In Relation to the Bucket Problem
Now addressing the problem of the bucket, the solution is to eliminate the limit of information that can be transferred. This is philosophically impossible unless we fully integrate ourselves with a Large Language Model and become one being. However, we are able to set that limit as high as possible, especially using modern day cloud technology. A moment-by-moment transcription of our thoughts not only solves the reconstruction problem by minimizing the time between occurrence and recall, but it also solves the bucket problem by maximizing the amount of information (context) shared.
If we are able to incorporate hardware such as the aforementioned iPhones, Meta Glasses, etc… to record as much reality as possible, and voice-transcription technology on integrated devices such as smartwatches to record as many thoughts as possible, then we are essentially able to form a comprehensive repository for an individual.

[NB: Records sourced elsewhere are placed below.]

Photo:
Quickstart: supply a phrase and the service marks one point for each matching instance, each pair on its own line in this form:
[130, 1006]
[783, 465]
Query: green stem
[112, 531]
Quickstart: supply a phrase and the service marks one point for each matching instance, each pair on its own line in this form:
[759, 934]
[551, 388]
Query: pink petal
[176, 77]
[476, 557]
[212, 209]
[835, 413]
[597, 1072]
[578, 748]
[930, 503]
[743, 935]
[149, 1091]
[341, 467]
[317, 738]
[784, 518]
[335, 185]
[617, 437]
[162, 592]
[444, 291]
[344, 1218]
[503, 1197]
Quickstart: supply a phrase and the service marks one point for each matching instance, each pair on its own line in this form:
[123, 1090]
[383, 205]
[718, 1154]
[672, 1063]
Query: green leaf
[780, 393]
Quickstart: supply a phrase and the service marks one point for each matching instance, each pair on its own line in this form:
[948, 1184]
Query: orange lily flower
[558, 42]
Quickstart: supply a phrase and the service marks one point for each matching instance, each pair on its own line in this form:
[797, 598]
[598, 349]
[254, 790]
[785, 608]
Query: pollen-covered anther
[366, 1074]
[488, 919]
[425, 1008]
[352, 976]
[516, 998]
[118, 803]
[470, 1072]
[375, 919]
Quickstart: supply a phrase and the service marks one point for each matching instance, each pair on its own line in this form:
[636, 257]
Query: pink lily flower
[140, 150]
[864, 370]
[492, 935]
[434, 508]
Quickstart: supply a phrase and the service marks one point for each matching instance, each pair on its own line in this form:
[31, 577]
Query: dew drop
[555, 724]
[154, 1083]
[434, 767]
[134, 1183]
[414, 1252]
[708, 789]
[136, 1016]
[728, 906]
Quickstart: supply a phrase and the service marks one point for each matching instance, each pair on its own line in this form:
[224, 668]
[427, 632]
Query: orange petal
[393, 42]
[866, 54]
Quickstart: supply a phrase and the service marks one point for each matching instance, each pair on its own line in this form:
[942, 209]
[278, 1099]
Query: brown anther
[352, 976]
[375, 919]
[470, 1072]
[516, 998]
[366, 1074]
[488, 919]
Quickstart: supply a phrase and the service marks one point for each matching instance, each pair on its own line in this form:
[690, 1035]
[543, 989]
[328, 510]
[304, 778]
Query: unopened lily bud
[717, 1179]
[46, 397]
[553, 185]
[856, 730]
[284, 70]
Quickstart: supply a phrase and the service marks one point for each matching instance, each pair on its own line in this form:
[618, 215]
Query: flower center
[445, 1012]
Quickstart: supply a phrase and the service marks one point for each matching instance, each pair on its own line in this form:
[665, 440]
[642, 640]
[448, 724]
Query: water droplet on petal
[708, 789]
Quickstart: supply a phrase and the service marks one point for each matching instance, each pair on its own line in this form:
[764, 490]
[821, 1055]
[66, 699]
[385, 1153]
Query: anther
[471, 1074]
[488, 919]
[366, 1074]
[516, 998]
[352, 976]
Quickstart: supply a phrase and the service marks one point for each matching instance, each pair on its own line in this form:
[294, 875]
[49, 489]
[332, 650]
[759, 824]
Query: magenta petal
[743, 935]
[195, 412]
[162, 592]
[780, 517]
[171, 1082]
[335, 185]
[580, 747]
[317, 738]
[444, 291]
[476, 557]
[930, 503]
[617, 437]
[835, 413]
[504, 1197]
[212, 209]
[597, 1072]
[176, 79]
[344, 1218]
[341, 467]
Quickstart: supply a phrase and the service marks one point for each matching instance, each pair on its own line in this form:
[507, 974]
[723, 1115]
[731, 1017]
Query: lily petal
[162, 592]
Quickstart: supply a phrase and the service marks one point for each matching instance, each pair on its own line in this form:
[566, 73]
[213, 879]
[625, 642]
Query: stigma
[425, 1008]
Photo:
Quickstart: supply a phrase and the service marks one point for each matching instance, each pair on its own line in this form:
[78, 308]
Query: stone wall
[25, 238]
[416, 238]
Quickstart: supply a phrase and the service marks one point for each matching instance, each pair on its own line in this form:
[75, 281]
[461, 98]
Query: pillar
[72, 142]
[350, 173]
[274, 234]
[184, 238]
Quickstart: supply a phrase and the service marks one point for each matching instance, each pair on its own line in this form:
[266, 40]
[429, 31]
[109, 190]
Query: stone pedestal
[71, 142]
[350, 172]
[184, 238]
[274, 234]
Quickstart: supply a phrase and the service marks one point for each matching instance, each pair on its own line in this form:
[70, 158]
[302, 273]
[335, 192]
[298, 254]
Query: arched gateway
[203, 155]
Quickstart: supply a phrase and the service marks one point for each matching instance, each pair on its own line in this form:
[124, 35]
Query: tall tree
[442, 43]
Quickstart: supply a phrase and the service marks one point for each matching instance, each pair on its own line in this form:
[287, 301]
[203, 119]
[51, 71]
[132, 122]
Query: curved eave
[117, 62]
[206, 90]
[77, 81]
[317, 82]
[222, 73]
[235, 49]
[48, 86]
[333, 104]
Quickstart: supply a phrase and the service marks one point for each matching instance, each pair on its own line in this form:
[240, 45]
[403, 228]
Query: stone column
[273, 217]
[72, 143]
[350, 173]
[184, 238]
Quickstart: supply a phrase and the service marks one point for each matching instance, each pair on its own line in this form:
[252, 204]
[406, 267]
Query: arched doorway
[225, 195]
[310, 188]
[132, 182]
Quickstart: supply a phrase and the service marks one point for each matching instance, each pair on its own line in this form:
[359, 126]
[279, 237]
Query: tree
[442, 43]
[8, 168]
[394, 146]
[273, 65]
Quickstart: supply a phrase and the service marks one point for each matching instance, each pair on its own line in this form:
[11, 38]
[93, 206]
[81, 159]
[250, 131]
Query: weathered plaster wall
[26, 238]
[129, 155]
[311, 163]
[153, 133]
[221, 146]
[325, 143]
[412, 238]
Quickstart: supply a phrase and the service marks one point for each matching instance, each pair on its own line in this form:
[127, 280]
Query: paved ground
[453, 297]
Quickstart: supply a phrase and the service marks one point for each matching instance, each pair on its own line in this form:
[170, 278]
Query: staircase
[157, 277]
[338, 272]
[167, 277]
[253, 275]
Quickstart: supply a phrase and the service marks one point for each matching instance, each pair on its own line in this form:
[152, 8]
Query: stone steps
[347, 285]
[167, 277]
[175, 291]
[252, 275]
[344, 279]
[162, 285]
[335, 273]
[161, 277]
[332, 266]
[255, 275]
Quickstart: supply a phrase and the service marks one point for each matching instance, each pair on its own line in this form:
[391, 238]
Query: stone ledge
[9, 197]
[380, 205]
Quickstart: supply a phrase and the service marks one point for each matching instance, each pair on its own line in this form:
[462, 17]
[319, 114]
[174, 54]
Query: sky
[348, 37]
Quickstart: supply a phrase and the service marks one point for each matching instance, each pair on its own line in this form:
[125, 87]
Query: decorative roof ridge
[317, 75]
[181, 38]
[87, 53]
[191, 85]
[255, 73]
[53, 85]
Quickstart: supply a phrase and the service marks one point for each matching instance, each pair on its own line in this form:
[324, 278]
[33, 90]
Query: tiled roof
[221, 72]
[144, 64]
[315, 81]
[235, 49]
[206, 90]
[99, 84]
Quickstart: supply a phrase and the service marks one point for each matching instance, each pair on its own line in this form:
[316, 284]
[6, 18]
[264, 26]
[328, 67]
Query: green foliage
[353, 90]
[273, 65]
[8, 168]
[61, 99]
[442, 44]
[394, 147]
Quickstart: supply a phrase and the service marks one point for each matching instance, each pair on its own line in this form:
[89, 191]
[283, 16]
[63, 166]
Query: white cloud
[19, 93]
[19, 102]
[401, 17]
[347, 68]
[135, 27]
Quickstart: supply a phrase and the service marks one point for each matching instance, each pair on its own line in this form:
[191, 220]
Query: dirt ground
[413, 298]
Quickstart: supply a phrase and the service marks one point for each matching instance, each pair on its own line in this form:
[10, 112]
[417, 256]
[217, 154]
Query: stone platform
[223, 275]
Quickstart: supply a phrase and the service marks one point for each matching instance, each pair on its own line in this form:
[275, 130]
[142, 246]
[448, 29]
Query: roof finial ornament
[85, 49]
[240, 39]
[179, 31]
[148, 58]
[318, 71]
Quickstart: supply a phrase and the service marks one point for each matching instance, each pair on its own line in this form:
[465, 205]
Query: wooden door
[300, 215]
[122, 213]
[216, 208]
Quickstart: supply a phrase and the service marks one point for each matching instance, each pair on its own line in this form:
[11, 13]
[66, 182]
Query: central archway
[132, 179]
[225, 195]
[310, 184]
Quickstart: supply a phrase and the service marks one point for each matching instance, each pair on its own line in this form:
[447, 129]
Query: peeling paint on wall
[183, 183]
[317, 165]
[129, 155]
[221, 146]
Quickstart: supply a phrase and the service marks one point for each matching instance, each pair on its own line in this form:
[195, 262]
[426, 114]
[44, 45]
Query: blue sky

The internal thought repository and the external experience repository can go hand in hand to form an accurate portrayal of an individual’s life. This allows for improvements in all three entities I have previously mentioned: it improves an individual’s sense of self, it improves others’ sense of teammates and acquaintances, and it improves the Large Language Model’s understanding of the users. In terms of the last point, a fully comprehensive database of an individual can allow for the Large Language Model to become the singular most powerful tool in the history of humanity.
Future Framing
Technological advancements in neuroscience can allow for the thought repository aspect of my proposed solution to take a step forward. Neuralink has already opened doors for immediate brain-to-database communication. At that point, the bucket becomes an individual’s entire brain. Although the technology is not sufficient enough to fully transfer the entire mental processes of an individual onto a “thought repository”, and although there are significant hurdles regarding what the nature and form of the content transferred would be, this framing proposes a potential future jump that could integrate individuals with technology to perhaps a final form.